The Break the Cycle of Violence Act (1.5 billion), the Invest to Protect Act (250 million), the VICTIM Act (1 billion), and the Mental Health Justice Act would combine to allocate up to $2.75 billion to states and locales for a variety of projects. The Invest to Protect Act and the VICTIM Act passed with strong bipartisan support, while three Republicans joined with Democrats in voting for the Mental Health Justice Act. The Break the Cycle of Violence Act passed entirely along party lines.

“Crime and violence don’t happen in a vacuum. It happens when people lose hope and don’t see opportunity in their lives or readily available in their communities. For decades, politicians in this chamber have stoked fear about urban crime to divide us, while refusing to invest in real solutions,” Democratic Nevada Rep.

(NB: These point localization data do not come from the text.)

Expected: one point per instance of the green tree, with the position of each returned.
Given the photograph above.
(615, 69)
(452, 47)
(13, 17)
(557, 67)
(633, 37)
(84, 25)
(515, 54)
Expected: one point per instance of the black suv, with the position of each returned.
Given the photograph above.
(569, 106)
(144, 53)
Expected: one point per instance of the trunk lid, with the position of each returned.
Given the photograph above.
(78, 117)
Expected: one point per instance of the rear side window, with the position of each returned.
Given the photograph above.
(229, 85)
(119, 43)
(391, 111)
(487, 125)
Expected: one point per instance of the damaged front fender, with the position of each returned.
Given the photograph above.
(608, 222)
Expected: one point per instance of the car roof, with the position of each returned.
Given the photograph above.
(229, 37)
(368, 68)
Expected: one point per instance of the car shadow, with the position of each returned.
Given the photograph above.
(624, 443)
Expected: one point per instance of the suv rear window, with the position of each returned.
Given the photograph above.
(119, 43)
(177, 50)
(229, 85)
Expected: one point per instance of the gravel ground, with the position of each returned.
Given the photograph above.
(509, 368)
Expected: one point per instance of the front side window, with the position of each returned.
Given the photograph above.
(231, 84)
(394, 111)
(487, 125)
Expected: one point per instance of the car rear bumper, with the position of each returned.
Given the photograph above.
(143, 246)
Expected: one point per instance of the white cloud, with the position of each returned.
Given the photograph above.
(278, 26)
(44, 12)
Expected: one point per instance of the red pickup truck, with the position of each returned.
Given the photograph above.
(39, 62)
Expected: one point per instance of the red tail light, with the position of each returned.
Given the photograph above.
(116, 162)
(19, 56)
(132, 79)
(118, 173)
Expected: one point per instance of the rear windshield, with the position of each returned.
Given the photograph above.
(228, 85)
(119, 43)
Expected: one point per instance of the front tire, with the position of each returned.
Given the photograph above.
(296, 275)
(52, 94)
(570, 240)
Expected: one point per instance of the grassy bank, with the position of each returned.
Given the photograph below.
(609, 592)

Steven Horsford, the lead sponsor of the Break the Cycle of Violence Act, said in a floor speech advocating for the legislation.

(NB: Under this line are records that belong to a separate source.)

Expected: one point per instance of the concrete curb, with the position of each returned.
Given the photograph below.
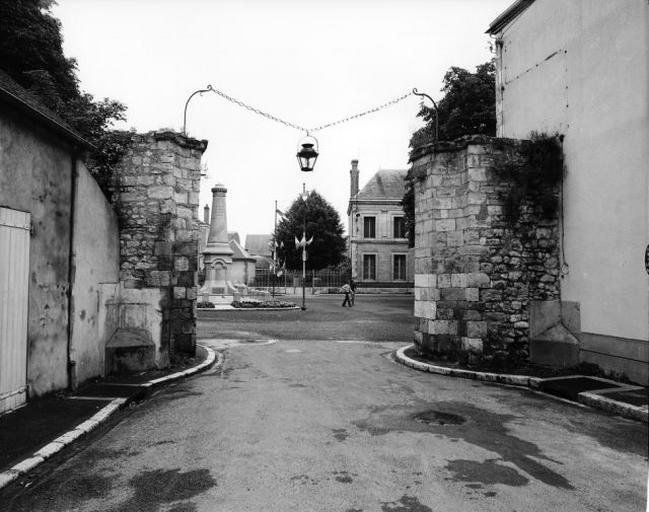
(589, 398)
(292, 308)
(8, 476)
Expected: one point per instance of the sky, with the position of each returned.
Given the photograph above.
(308, 62)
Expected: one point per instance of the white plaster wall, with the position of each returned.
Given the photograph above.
(96, 264)
(581, 67)
(383, 245)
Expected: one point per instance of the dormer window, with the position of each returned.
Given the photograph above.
(369, 227)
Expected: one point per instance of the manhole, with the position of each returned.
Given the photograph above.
(439, 418)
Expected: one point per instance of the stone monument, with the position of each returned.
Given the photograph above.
(217, 255)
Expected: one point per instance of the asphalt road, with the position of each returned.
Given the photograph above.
(322, 423)
(373, 318)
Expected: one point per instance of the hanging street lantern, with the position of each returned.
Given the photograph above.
(307, 154)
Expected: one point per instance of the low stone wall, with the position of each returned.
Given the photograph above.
(476, 273)
(158, 186)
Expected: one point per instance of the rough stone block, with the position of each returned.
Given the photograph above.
(477, 174)
(160, 192)
(459, 280)
(472, 345)
(455, 239)
(476, 329)
(158, 278)
(453, 294)
(473, 294)
(181, 263)
(478, 280)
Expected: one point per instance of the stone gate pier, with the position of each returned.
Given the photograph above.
(154, 306)
(481, 282)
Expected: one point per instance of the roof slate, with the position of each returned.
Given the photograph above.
(385, 184)
(13, 92)
(258, 245)
(238, 252)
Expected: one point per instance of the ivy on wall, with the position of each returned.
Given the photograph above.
(534, 172)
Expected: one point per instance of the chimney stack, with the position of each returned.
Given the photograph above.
(353, 173)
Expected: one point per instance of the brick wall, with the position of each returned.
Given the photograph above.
(476, 272)
(158, 186)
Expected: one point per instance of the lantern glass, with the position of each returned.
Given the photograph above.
(307, 156)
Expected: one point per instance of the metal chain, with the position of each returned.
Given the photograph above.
(361, 114)
(301, 128)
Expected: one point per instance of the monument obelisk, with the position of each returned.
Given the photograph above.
(217, 254)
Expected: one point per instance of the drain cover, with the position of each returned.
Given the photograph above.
(439, 418)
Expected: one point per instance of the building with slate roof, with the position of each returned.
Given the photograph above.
(377, 244)
(60, 252)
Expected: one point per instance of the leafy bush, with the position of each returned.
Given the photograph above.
(534, 173)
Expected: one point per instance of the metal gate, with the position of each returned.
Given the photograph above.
(14, 282)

Democrats running in swing districts urged Speaker of the House Nancy Pelosi to bring the bills for a vote, as campaigning Republicans have repeatedly hit Democrats on rising crime rates. Left-wing Democrats were able to successfully kill the re-authorization of two bills that would help fund police recruitment and salaries. Four Democrats, New Jersey Rep. Josh Gottheimer, Ohio Rep. Joyce Beatty, Minnesota Rep. Ilhan Omar, and Washington Rep. Pramila Jayapal, negotiated the four bills’ passage, coming to an agreement on Wednesday, according to Politico.

Pelosi was forced to call a recess Thursday morning after five members of the left-wing “Squad” threatened to derail the agreement by voting against a debate rules resolution for all four bills. Democratic Massachusetts Rep. Ayanna Pressley ultimately changed her vote on the resolution to “present,” allowing the House to debate and vote. (RELATED: Rep. Cori Bush Says She Won’t Ditch ‘Defund The Police’ Ahead Of 2022 Midterms)

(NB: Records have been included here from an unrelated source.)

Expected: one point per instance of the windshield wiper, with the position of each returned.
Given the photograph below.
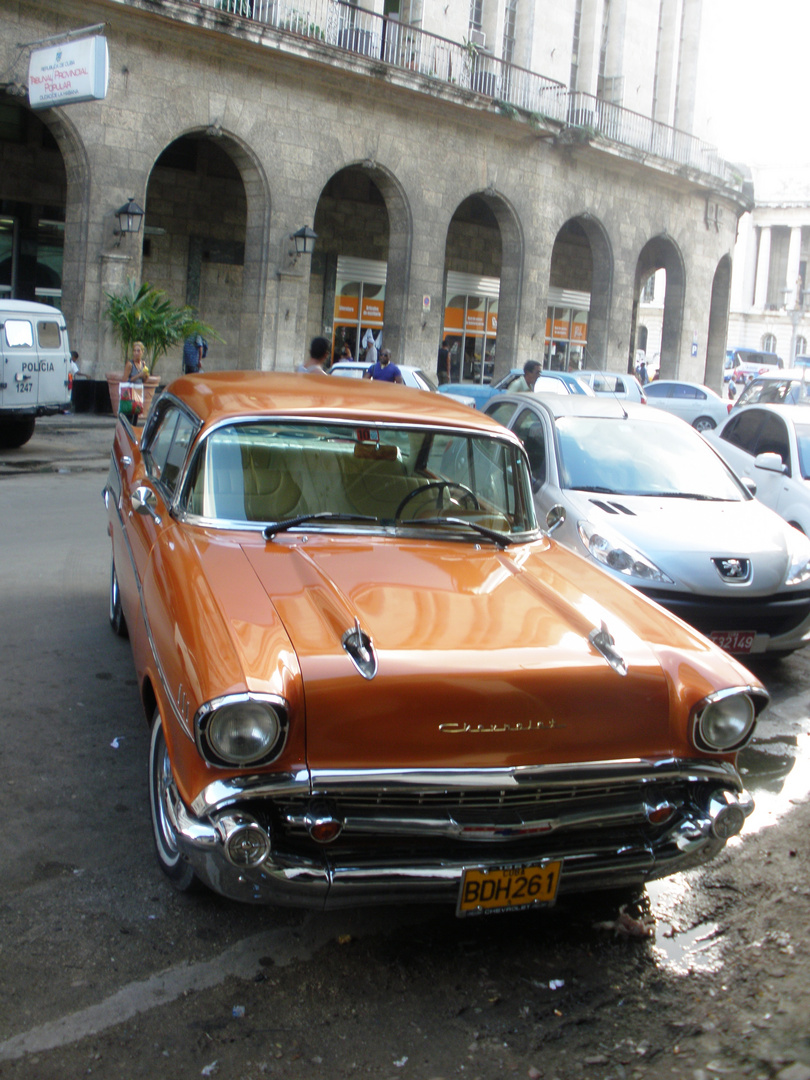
(684, 495)
(499, 538)
(325, 515)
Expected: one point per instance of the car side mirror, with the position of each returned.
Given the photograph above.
(771, 462)
(145, 501)
(555, 517)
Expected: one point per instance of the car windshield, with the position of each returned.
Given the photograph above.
(617, 456)
(270, 472)
(775, 392)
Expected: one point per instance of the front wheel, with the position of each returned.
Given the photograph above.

“It is head spinning that House Democrats either want to defund the police, as Judiciary Committee member Cori Bush does, or they want to federalize the police as Judiciary Chairman Jerry Nadler does,” Republican Florida Rep. Matt Gaetz said on the House floor. “As places like Detroit, Chicago, almost every major metropolitan area in California defund their police as some virtue signal, as some way to sacrifice the safety of their constituents on the altar of wokeism, now they want my Florida constituents to subsidize the bad decisions that they make at the state and local level.”

The bills are not likely to pass the Senate before the end of the current term.